メイシーズは先月2日、新ロイヤリティ・プログラム「スター・リワード(Star Rewards)」を開始した。スター・リワードはメイシーズのクレジットカードも所有している顧客が対象となり支出額に応じて「プラチナム(Platinum)」「ゴールド(Gold)」「Silver(シルバー)」に分けられている。メイシーズで年間、1,200ドル以上を使うプラチナム会員は5%のバックに無条件の送料無料、いつでも使える25%オフの「スターパス(Star Pass)」クーポンを得られる等の特典がある。なおメイシーズでは年間1,200ドル購入する上顧客は、売上全体の半分を占めると公表している。500ドル〜1,200ドルを支出するゴールド会員は送料無料とスターパス・クーポン、500ドル以下のシルバー会員の特典はスターパスのみとなっている。
メイシーズの既存店・売上高前年同期比推移グラフ(メイシーズ店内で展開する提携業者からのコミッション売上除く)。第3四半期(8月〜10月期)の既存店ベースは4.0%の減少だった。これにより既存店ベースは11四半期連続の減少となり、リーマンショック時に記録した11四半期連続前年割れと並んだのだ。大量店舗閉鎖後も客離れが起きており、本体デパートメントストアの回復の見通しは、いまだ立っていない。
メイシーズが今年6月に行った投資家向けのプレゼンテーションで使ったスライド資料。100人の顧客のうち超上得意客9名が平均で年間18回来店され、総額2,100ドルを支出し、売上高の46%を占める。上得意客13人が平均で年に9回来店され、年に574ドルを支出し、それが売上の19%占める。顧客の38人が年に3回の来店で年に246ドル支払い、売上の23%をしめる。

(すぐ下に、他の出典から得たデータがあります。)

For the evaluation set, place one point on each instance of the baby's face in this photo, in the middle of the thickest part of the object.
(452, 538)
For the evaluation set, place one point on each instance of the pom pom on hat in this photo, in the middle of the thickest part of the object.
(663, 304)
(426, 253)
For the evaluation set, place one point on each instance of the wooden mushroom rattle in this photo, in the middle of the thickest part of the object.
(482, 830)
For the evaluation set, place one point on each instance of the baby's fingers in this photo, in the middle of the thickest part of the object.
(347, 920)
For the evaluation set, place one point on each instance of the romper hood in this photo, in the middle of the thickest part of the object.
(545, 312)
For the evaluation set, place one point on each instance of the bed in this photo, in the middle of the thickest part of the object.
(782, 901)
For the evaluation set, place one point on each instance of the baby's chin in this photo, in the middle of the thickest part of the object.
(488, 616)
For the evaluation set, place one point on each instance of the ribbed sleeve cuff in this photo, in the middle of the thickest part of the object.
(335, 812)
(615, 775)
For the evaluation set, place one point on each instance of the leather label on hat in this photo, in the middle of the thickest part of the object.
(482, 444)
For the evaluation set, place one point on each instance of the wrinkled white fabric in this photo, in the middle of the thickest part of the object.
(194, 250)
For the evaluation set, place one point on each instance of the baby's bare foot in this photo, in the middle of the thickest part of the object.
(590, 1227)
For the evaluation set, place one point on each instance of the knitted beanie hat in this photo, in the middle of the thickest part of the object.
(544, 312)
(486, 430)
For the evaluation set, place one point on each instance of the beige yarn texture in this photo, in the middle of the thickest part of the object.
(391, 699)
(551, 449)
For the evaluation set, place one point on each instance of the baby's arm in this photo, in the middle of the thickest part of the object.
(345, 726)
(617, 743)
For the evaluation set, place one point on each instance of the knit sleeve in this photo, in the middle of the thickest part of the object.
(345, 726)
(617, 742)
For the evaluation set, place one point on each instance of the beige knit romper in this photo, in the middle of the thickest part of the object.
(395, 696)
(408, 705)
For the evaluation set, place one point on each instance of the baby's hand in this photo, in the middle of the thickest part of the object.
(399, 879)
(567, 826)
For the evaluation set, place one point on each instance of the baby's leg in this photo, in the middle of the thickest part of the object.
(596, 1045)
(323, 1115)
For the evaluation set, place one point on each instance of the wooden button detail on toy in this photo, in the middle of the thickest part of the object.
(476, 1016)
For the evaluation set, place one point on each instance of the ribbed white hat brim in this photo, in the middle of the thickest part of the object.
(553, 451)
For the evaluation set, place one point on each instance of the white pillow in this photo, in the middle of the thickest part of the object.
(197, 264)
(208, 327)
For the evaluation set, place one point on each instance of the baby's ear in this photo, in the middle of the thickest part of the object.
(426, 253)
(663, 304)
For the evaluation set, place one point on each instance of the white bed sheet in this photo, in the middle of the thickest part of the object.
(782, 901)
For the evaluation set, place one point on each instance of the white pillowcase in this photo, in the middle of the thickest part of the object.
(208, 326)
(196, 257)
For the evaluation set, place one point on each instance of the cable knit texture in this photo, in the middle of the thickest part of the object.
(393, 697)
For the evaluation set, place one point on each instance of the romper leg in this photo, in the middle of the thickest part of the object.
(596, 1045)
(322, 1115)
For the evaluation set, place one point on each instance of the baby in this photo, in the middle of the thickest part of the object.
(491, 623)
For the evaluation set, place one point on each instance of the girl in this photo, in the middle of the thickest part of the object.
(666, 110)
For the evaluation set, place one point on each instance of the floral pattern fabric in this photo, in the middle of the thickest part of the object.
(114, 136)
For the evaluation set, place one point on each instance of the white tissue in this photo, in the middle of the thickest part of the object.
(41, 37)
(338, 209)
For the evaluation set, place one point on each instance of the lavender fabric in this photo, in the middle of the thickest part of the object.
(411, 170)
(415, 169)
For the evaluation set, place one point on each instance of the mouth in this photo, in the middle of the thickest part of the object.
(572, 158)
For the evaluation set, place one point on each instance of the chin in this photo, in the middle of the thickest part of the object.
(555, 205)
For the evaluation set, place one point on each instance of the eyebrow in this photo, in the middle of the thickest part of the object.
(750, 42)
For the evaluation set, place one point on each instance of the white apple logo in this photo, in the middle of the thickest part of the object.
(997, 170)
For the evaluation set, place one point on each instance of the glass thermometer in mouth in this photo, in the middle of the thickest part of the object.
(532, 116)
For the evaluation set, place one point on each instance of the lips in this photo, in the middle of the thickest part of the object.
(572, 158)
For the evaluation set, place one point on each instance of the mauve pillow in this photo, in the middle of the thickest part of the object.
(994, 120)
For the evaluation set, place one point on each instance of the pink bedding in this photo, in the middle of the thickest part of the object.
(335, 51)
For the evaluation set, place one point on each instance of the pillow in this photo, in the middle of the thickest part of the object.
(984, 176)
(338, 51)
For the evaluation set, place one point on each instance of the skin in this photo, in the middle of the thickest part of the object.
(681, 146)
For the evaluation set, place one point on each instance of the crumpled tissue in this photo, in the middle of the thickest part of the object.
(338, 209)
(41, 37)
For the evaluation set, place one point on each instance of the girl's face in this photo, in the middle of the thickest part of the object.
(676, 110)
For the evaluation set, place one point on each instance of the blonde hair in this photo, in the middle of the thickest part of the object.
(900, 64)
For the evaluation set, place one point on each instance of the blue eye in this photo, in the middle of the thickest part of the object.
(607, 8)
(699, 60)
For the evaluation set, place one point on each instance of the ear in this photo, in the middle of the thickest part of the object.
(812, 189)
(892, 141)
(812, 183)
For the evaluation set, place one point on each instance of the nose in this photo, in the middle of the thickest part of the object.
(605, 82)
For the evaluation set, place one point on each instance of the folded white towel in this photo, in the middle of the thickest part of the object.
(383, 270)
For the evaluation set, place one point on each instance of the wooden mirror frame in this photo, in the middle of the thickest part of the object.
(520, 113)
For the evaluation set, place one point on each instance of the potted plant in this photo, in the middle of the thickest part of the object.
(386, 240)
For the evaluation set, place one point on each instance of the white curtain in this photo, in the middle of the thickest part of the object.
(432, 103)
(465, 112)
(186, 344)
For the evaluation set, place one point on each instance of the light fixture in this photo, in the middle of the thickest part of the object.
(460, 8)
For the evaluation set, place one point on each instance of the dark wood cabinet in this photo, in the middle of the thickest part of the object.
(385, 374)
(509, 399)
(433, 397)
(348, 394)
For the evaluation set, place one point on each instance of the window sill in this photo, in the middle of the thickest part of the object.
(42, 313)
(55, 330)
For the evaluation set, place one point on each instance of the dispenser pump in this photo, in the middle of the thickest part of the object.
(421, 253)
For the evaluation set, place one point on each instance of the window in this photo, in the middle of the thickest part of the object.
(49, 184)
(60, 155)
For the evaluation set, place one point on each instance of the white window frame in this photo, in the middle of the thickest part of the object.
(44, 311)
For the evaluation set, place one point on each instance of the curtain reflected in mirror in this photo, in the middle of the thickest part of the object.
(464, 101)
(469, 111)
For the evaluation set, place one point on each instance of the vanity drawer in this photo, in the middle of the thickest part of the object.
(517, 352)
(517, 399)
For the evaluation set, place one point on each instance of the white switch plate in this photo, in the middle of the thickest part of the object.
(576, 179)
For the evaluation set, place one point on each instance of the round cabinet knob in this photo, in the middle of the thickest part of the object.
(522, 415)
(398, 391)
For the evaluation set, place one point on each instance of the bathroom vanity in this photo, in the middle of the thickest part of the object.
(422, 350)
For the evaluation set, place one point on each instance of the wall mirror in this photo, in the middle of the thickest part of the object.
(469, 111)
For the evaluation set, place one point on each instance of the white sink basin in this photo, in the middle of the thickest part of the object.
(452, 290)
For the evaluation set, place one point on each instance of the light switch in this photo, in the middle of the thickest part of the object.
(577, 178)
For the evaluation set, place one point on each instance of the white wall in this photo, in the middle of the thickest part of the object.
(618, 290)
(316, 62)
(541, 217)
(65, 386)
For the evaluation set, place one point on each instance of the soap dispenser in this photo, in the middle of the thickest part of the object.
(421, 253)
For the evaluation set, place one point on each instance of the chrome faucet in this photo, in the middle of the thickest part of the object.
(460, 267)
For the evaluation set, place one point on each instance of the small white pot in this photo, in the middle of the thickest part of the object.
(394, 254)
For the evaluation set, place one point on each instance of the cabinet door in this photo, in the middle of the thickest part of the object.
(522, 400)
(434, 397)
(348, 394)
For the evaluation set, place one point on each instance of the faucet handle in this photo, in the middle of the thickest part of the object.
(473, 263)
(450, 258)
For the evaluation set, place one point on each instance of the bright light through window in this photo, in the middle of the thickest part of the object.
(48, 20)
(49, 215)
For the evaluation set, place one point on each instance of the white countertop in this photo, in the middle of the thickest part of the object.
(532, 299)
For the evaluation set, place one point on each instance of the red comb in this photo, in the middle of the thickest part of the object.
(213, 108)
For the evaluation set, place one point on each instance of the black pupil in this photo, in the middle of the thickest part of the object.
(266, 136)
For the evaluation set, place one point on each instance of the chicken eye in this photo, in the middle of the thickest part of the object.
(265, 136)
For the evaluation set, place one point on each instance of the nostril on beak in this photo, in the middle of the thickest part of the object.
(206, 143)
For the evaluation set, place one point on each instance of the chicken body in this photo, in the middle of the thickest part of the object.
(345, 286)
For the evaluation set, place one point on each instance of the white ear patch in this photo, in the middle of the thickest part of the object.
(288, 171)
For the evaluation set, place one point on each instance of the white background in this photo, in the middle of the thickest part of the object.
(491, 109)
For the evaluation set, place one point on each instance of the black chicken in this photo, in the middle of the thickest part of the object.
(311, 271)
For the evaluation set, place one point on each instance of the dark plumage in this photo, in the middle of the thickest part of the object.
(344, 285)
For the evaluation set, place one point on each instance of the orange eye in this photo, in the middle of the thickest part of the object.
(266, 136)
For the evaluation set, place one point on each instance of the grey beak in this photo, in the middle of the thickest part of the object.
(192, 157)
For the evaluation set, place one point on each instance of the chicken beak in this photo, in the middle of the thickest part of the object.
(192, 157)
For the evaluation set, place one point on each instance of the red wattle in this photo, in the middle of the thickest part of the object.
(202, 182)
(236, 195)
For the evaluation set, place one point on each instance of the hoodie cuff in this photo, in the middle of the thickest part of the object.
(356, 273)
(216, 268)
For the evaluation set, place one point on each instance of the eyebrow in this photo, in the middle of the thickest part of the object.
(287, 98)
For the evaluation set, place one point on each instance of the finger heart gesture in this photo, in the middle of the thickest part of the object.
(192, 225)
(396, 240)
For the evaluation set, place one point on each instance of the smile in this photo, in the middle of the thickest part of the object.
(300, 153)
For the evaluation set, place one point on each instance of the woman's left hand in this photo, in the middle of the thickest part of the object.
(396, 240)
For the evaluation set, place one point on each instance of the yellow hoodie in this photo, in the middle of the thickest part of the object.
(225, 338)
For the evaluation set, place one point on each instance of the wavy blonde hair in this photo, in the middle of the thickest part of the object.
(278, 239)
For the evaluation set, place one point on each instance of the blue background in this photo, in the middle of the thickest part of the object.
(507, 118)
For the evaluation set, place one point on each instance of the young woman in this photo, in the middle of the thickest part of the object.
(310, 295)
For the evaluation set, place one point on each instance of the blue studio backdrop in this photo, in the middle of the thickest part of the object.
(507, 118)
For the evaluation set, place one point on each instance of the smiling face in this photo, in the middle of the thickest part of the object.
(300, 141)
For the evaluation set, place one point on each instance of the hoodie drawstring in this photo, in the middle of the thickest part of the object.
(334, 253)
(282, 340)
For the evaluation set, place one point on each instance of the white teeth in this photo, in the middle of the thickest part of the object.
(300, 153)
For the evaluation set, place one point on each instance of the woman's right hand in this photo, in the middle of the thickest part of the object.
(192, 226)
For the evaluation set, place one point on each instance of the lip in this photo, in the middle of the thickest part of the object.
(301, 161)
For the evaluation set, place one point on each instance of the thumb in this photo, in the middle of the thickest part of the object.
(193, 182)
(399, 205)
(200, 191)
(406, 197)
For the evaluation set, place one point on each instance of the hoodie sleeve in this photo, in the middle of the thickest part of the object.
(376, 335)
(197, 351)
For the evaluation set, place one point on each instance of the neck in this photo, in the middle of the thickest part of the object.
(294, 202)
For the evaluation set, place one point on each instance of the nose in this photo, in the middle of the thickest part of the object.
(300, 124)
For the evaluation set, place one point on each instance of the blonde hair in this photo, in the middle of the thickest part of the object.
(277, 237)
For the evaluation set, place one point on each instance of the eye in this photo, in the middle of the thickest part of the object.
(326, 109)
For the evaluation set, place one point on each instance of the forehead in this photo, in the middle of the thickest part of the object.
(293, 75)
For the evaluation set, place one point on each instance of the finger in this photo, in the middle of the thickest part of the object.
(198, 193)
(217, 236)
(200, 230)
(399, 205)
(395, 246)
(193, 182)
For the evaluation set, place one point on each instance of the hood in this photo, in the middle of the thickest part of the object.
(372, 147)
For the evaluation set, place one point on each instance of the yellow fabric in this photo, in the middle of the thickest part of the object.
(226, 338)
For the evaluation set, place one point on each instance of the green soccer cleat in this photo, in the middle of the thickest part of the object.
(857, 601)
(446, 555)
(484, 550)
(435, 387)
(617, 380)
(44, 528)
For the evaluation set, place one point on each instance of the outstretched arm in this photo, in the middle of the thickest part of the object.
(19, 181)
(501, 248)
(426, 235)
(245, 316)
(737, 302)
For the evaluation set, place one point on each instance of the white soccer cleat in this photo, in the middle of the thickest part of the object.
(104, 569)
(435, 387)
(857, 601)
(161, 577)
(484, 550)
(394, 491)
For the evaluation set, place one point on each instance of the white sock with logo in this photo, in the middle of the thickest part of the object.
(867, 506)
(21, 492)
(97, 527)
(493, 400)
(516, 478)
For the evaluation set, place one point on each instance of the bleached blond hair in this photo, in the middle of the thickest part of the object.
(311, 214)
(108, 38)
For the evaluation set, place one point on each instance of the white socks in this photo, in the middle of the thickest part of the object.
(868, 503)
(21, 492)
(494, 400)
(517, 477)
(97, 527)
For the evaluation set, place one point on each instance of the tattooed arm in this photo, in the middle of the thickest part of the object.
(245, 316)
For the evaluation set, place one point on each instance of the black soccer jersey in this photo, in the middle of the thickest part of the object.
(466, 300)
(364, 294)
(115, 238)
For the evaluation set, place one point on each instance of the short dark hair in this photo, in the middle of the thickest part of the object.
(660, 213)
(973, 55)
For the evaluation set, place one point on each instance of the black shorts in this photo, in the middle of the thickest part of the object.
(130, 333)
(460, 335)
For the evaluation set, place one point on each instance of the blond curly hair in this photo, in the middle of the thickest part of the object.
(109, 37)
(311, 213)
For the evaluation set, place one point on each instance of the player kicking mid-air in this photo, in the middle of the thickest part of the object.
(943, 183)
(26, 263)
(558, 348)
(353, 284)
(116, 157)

⇒こんにちは!アメリカン流通コンサルタントの後藤文俊です。オムニチャネル・リテーリングで失敗している企業は多くの場合、売り場にその原因を見る事ができます。オムニチャネルの利便性とは、スピードにあります。ネット注文してから顧客が商品を受け取るまでの時間です。手間も小さなストレスもないほうがいい。メイシーズに行くと、スピードが遅く、ノロマであることが売場からわかります。メイシーズは先月からロイヤリティ・プログラムを刷新しました。が、超上得意客であるプラチナム会員にはスピードではなく、金銭面での特典しか与えていません。ビッグスペンダーの彼らはクーポンやディスカウントなどの金銭面の特典に、それほどインセンティブを感じません。ストアピックアップやカーブサイド・ピックアップをできるだけ素早く(待ち時間なく)、手順などの負担を少なく、心理的にもストレスフリーで行えるようにするのがコア客への対応です。返品も同様で素早く、手間なく、ストレスフリーが基本です。
オムニチャネルを目指す企業に向けて強調しますが、オムニチャネルは「素早く」「手間なく」「ストレスフリー」です。自分が買い物客になった、客観的な目線で見ればオムニチャネルのレベルもわかってきます。